1. Il y a une foule de personnages complètement déjantés (Jim-Jim, Mini-Trip...)
2. On passe de situations farfelues à des scènes sanglantes (Aïe!)
3. De l’action, tout le temps (Attachez vos ceintures).
4. Des vérités, toutes crues, sur nos comportements humains, nos travers (beurk!)
5. Les lettres d’amour de la vieille Scapone (un régal !)
6. Le héros est à la fois cynique et sympa (très tendance les héros cyniques et sympas !)
7. L’écriture en elle-même est souvent « politiquement incorrecte » (et parfois très jolie et parfois absolument normale)
8. Les comparaisons à la Gunzig valent le détour (« La mauvaise volonté, c’est comme des cheveux qui s’accumulent dans les siphons des baignoires. »)

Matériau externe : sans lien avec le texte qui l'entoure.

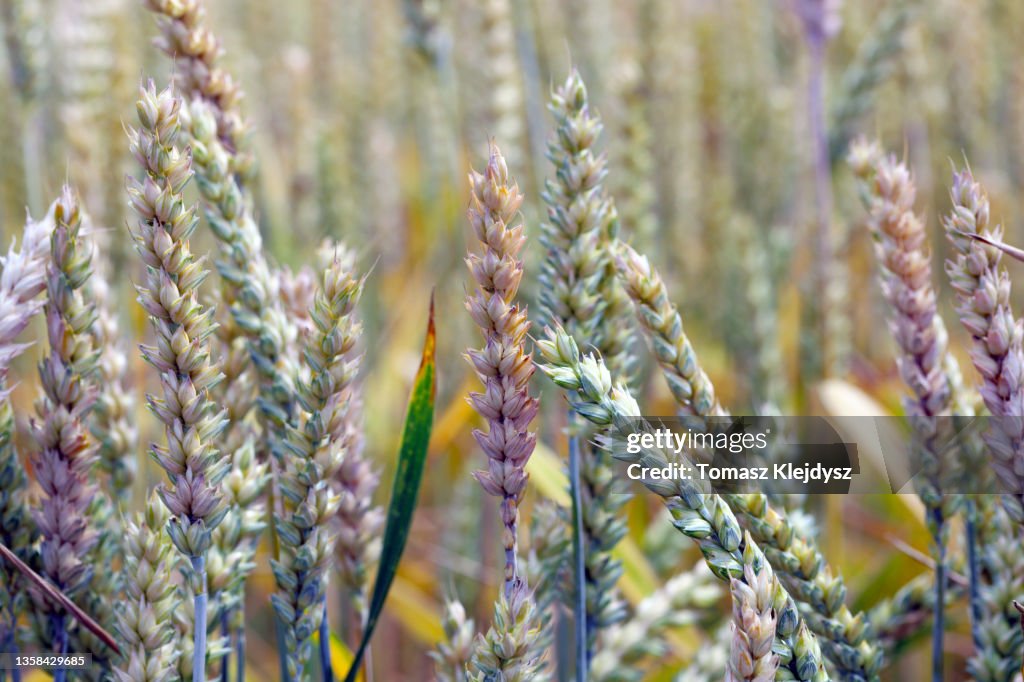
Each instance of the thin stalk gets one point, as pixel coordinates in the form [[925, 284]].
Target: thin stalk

9. Un peu d’engagement : la « guerre sale » dénoncée et caricaturée (de quoi rire un peu jaune)
10. Le titre, mais il faudra que vous lisiez pour comprendre (quoique…)



Page 28

Le quartier résidentiel était vraiment un joli quartier […] Ça et là, l’entrée sombre et bétonnée d’un abri antiaérien venait rompre la monotonie des pelouses fraîchement ratissées. La plupart d’entre eux avaient été construits vers la fin 1975, au moment où les bruits les plus alarmants d’attaques chimiques étaient répandus par des journaux télévisés tremblant d’excitation. Les habitants de la colline avaient senti la peur leur caresser l’intérieur des intestins, ils avaient imaginé leur peau soignée couverte de bactéries, leurs cheveux gisant à leurs pieds comme des milliers de ternes cadavres, leurs vieilles couilles aussi vides que des bulles d’eau de Javel et leurs fidèles ovaires plus secs que des raisins californiens. Mais il n’y avait finalement pas eu d’attaques chimiques, il n’y avait eu que ce fameux missile creux, abattu à mi-course par un pilote de chasse que ce bref moment de gloire avait propulsé en présentateur de jeux sur une télévision locale et qui appelait chez les gens pour leur faire gagner du fric et de l’électroménager. Cependant, l’événement avait suffi à garder vivace la psychose de l’attaque et les abris antiaériens étaient aussi bien entretenus que les terrains de tennis.